Даже Райхель, который, казалось, был обречен, перенес войну вполне благополучно. Все они — честные, чистые люди, невинные, если это слово еще что-то значит. Я это говорю совсем не потому, что они мои друзья. Несмотря на все превратности Судьбы, они обречены прожить свою, особую жизнь. Их проблемы всегда отличались от проблем остального мира тем, что были глубже, значительно глубже. За исключением Даррелла, весьма общительного по природе, все остальные были людьми одинокими. А Райхель — особенно. Он был чудовищно одинок. Поэтому, когда он входил в комнату, полную людей, и особенно если там находились близкие друзья, он прямо-таки расцветал. Его желание общаться было так велико, что его явление подчас производило эффект разорвавшейся бомбы.
Мне никогда не забыть то Рождество, что мы провели втроем — Райхель, Фред и я. Они заскочили ко мне около полудня, рассчитывая на еду и выпивку. Но у меня ничего не было. Ничего, если не считать куска засохшего хлеба, на который и смотреть-то было противно — не то что грызть. И немного вина — примерно пятая часть литровой бутылки. Это мне хорошо запомнилось: позже, когда друзья ушли, я восхитился тем, как долго не кончалась эта скромная порция вина. Я также отчетливо помню, что довольно долго засохший хлеб и почти пустая бутылка стояли нетронутыми посредине стола.
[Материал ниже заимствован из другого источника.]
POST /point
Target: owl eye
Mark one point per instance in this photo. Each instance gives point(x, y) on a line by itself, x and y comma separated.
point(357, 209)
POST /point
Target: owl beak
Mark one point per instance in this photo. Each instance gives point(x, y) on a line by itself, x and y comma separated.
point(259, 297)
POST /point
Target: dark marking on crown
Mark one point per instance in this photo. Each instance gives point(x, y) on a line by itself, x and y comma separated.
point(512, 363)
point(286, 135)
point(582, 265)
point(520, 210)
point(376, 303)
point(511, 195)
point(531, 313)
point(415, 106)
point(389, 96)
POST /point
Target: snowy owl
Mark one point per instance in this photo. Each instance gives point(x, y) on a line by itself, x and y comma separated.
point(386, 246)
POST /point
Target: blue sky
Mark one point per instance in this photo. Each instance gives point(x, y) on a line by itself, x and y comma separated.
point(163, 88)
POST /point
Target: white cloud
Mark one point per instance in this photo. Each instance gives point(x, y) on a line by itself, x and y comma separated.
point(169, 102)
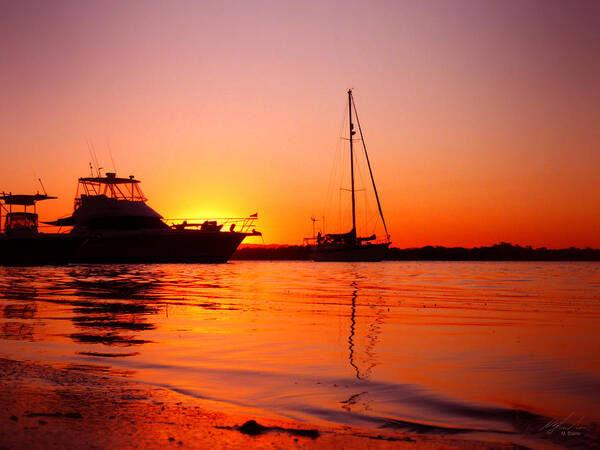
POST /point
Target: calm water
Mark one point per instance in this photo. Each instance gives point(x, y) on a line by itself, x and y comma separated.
point(488, 346)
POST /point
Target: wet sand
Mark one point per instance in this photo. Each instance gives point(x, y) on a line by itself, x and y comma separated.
point(48, 407)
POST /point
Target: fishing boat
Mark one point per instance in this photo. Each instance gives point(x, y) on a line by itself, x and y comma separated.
point(21, 242)
point(118, 226)
point(349, 246)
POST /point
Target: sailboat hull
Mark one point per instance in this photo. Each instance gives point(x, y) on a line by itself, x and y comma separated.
point(366, 253)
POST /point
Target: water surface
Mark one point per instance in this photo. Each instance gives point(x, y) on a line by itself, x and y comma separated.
point(451, 347)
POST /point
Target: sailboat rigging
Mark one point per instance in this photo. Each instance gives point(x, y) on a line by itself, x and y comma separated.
point(349, 246)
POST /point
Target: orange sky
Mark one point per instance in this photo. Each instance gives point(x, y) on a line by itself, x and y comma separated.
point(482, 118)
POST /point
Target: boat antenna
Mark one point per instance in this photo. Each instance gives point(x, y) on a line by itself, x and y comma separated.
point(42, 184)
point(111, 158)
point(98, 168)
point(369, 165)
point(352, 133)
point(94, 162)
point(314, 220)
Из-за того, что было Рождество, все мы демонстрировали необычную терпимость по поводу отсутствия пиши. Возможно, из-за того, что в животах наших было пусто, да и сигареты кончались, разговор наш получился более увлекательным, чем процесс набивания желудков. Вид засохшего хлеба вызвал у Райхеля воспоминание о его тюремных злоключениях. Он стал рассказывать, каким глупым и неуклюжим он был, как его колотили и ругали за безнадежный идиотизм. Особенно много шуму и толков вызвала его неспособность различать левую и правую руки, он их постоянно путал. Эти истории Райхель разыгрывал в лицах. Воспроизводя свое бестолковое прошлое, он ходил взад и вперед по студии; его жесты были такими нелепыми и трогательными, что мы и смеялись, и плакали одновременно. Показывая нам, как следует отдавать приветствие, которое «они» в конце концов научили его делать eclat*, он вдруг обратил внимание на высохший хлеб. Не прерывая рассказа, Райхель бережно отломил от него кусочек, налил себе немного вина и неторопливо обмакнул в него хлеб. Мыс Фредом машинально сделали то же самое. Так мы и стояли, каждый с рюмкой в одной руке и кусочком хлеба в другой. Этот момент я помню прекрасно — словно причащаемся, мелькнула у меня мысль. Для меня это, к слову сказать, было первое причастие. Полагаю, все так подумали, но никто не сказал об этом вслух. Райхель продолжил свою историю, а мы слушали, ходили взад-вперед по комнате, наши пути не раз пересекались, иногда мы натыкались друг на друга, поспешно извинялись и продолжали мерить шагами комнату.
* Впечатляюще (фр.).
В пять часов в бутылке на донышке еще оставалось вино, крошечный кусочек хлеба все еще лежал на столе. Мы же трое были трезвы и бодры духом. Думается, все могло бы и дальше длиться так же, вплоть до полуночи, если бы не появление неожиданных гостей-англичан — молодого поэта и его спутницы. После соблюдения необходимых формальностей я поинтересовался, есть ли у них при себе деньги, прибавив, что у нас совсем нет еды. Они пришли в восхищение, что могут оказаться нашими спасителями. Мы вручили им огромную корзину, попросив принести все, что они смогут. Через полчаса они вернулись с полной корзиной еды и вина. Сев за стол, мы набросились на это изобилие, как голодные волки. Холодная курица исчезла за миг, словно по волшебству. Сыры, фрукты, хлеб мы запивали лучшими винами. Было просто преступлением обходиться с подобными винами так, как это делали мы. Фред во время пира очень развеселился и потерял контроль над собой. Как только открывали новую бутылку, он тут же наливал себе изрядную порцию и мигом ее проглатывал. На его висках проступили вены, глаза выпучились, он даже пускал слюни. Райхель куда-то пропал, а может, мы его просто заперли. Наши английские друзья относились ко всему происходящему с полной невозмутимостью. Возможно, они считали, что так и должно быть на Вилла-Сера, о которой они много слышали.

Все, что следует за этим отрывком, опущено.